加权加权指数序列:纯度和效率 (Indexing Weighted Sequences: Neat and Efficient)

In a \emph{weighted sequence}, for every position of the sequence and every letter of the alphabet a probability of occurrence of this letter at this position is specified. Weighted sequences are commonly used to represent imprecise or uncertain data, for example, in molecular biology where they are known under the name of Position-Weight Matrices. Given a probability threshold $\frac1z$, we say that a string $P$ of length $m$ occurs in a weighted sequence $X$ at position $i$ if the product of probabilities of the letters of $P$ at positions $i,\ldots,i+m-1$ in $X$ is at least $\frac1z$. In this article, we consider an \emph{indexing} variant of the problem, in which we are to preprocess a weighted sequence to answer multiple pattern matching queries. We present an $O(nz)$-time construction of an $O(nz)$-sized index for a weighted sequence of length $n$ over a constant-sized alphabet that answers pattern matching queries in optimal, $O(m+Occ)$ time, where $Occ$ is the number of occurrences reported. The cornerstone of our data structure is a novel construction of a family of $\lfloor z \rfloor$ special strings that carries the information about all the strings that occur in the weighted sequence with a sufficient probability. We obtain a weighted index with the same complexities as in the most efficient previously known index by Barton et al. (CPM 2016), but our construction is significantly simpler.

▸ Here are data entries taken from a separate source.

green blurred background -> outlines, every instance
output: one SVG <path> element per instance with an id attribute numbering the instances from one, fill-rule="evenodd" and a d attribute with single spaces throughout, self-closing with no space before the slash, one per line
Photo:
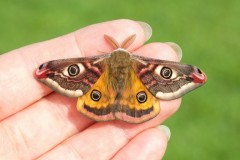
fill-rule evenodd
<path id="1" fill-rule="evenodd" d="M 208 82 L 183 98 L 165 122 L 172 132 L 166 160 L 238 160 L 240 155 L 239 0 L 0 1 L 0 53 L 113 19 L 145 21 L 153 41 L 173 41 L 183 62 Z"/>

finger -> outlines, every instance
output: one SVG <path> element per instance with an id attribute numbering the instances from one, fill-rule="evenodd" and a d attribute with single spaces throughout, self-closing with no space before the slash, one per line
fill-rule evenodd
<path id="1" fill-rule="evenodd" d="M 93 121 L 82 116 L 75 105 L 75 99 L 54 93 L 3 120 L 0 159 L 34 159 L 87 128 Z"/>
<path id="2" fill-rule="evenodd" d="M 147 128 L 156 126 L 166 118 L 162 117 L 152 123 L 143 124 L 129 124 L 120 121 L 95 123 L 59 144 L 39 159 L 111 159 L 136 135 Z"/>
<path id="3" fill-rule="evenodd" d="M 149 49 L 151 50 L 151 48 Z M 151 51 L 154 52 L 154 49 Z M 54 93 L 34 103 L 28 109 L 7 118 L 1 123 L 1 125 L 5 127 L 0 130 L 0 133 L 3 134 L 2 137 L 4 137 L 4 135 L 5 137 L 8 137 L 6 135 L 11 135 L 12 137 L 10 136 L 6 139 L 5 143 L 10 145 L 2 148 L 5 152 L 1 153 L 13 152 L 9 155 L 16 155 L 14 145 L 17 144 L 19 148 L 18 154 L 35 158 L 76 134 L 78 131 L 88 127 L 92 124 L 92 121 L 80 116 L 75 109 L 75 104 L 75 99 L 68 99 Z M 127 128 L 124 129 L 124 131 L 129 132 L 130 136 L 134 136 L 134 134 L 146 128 L 158 125 L 175 112 L 179 105 L 180 100 L 162 102 L 161 113 L 157 118 L 144 124 L 136 125 L 135 127 L 132 127 L 134 125 L 117 121 L 119 123 L 118 126 Z M 115 121 L 112 122 L 113 125 L 114 123 Z M 4 129 L 7 130 L 7 133 L 4 132 Z M 24 138 L 22 138 L 21 135 L 24 135 Z M 11 140 L 14 140 L 14 142 Z"/>
<path id="4" fill-rule="evenodd" d="M 104 34 L 122 42 L 126 37 L 137 34 L 131 50 L 146 40 L 143 25 L 131 20 L 116 20 L 95 24 L 68 35 L 17 49 L 0 56 L 0 119 L 34 103 L 51 90 L 33 77 L 34 70 L 43 62 L 110 51 Z M 147 37 L 149 38 L 149 37 Z"/>
<path id="5" fill-rule="evenodd" d="M 112 159 L 162 159 L 167 142 L 168 137 L 163 130 L 158 128 L 147 129 L 134 137 Z"/>

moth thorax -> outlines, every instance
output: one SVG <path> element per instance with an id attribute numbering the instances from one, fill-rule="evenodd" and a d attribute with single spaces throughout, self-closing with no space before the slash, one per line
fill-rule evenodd
<path id="1" fill-rule="evenodd" d="M 117 90 L 123 90 L 130 79 L 131 59 L 128 52 L 116 50 L 109 58 L 109 78 L 112 87 Z"/>

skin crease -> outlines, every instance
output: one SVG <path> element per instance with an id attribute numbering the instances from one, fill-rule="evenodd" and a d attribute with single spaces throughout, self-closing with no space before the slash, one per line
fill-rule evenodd
<path id="1" fill-rule="evenodd" d="M 110 53 L 104 34 L 118 42 L 136 34 L 128 51 L 178 60 L 168 44 L 143 46 L 144 30 L 132 20 L 91 25 L 1 55 L 0 159 L 162 159 L 167 137 L 156 126 L 177 111 L 181 99 L 161 101 L 160 114 L 143 124 L 96 123 L 77 111 L 77 99 L 52 92 L 33 77 L 35 69 L 46 61 Z"/>

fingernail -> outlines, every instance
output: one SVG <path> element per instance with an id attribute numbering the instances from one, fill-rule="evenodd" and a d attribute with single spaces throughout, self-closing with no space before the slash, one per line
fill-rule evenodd
<path id="1" fill-rule="evenodd" d="M 152 36 L 152 28 L 149 24 L 142 22 L 142 21 L 136 21 L 143 29 L 144 35 L 145 35 L 145 41 L 148 41 L 150 37 Z"/>
<path id="2" fill-rule="evenodd" d="M 170 129 L 167 126 L 165 126 L 165 125 L 160 125 L 157 128 L 160 129 L 167 136 L 167 139 L 169 141 L 170 137 L 171 137 Z"/>
<path id="3" fill-rule="evenodd" d="M 177 53 L 179 60 L 181 60 L 182 59 L 181 47 L 178 44 L 173 43 L 173 42 L 165 42 L 165 43 L 168 44 Z"/>

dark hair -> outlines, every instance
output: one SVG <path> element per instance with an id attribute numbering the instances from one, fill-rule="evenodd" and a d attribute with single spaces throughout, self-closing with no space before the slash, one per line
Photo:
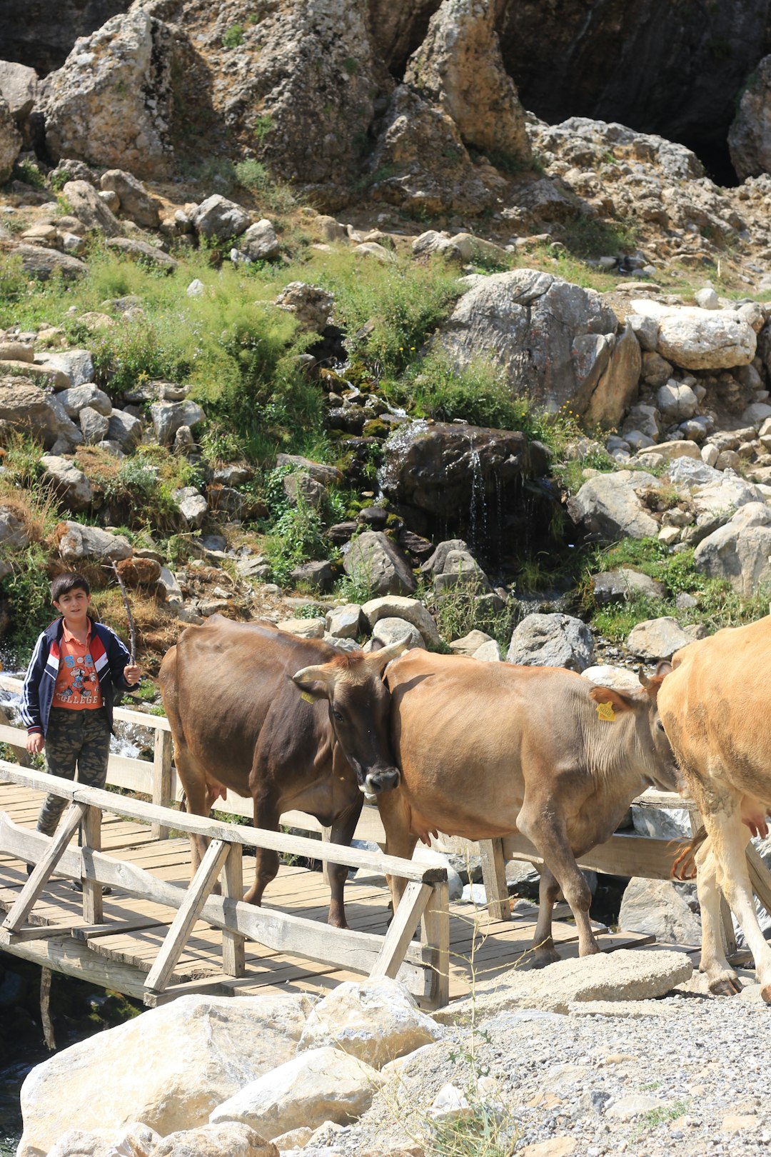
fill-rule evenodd
<path id="1" fill-rule="evenodd" d="M 84 578 L 76 570 L 65 570 L 57 575 L 51 583 L 51 602 L 57 603 L 62 595 L 68 595 L 71 590 L 84 590 L 87 595 L 91 594 L 88 578 Z"/>

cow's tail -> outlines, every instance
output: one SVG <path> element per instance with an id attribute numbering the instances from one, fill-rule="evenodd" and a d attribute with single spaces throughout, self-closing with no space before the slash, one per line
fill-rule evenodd
<path id="1" fill-rule="evenodd" d="M 696 835 L 691 837 L 688 843 L 681 849 L 680 855 L 672 865 L 674 879 L 688 880 L 696 878 L 696 853 L 706 839 L 706 828 L 699 827 Z"/>

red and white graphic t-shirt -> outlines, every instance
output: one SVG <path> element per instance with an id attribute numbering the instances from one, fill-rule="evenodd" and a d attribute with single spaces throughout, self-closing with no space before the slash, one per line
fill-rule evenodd
<path id="1" fill-rule="evenodd" d="M 102 641 L 89 628 L 86 642 L 81 643 L 67 629 L 66 622 L 62 627 L 59 673 L 51 706 L 76 712 L 102 707 L 102 688 L 97 675 L 97 665 L 101 665 L 98 659 L 104 656 Z"/>

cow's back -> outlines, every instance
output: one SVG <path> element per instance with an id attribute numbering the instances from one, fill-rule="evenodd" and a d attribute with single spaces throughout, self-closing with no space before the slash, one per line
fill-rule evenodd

The most complex algorithmic tool required in the basic form of our index is the suffix tree which we use to develop a new, more straightforward index for the so-called property matching problem. We provide an implementation of our data structure. Our construction allows us also to obtain a significant improvement over the complexities of the approximate variant of the weighted index presented by Biswas et al. (EDBT 2016) and an improvement of the space complexity of their general index.

翻译：在 \ emph{ 加权序列 } 中, 对于序列的每一个位置和字母的每一个字母, 都指定了在此处位置出现此字母的概率。加权序列通常用于代表不精确或不确定的数据, 例如分子生物学中, 它们以位置- 重度矩阵的名称为名。根据概率阈值 $\ frac1z$, 我们说, 一个长度为美元的字符串以加权顺序 $x美元为单位美元。如果在位置 $i,\ ldots, i+m-1 美元的字母的直率性能直率美元, 美元美元美元美元。以美元美元的直率, 美元美元以美元美元的直率, 以美元为单位。以美元为单位的直线, 以美元直线的直线, 以美元直线直线的直线, 以直线 = 美元美元。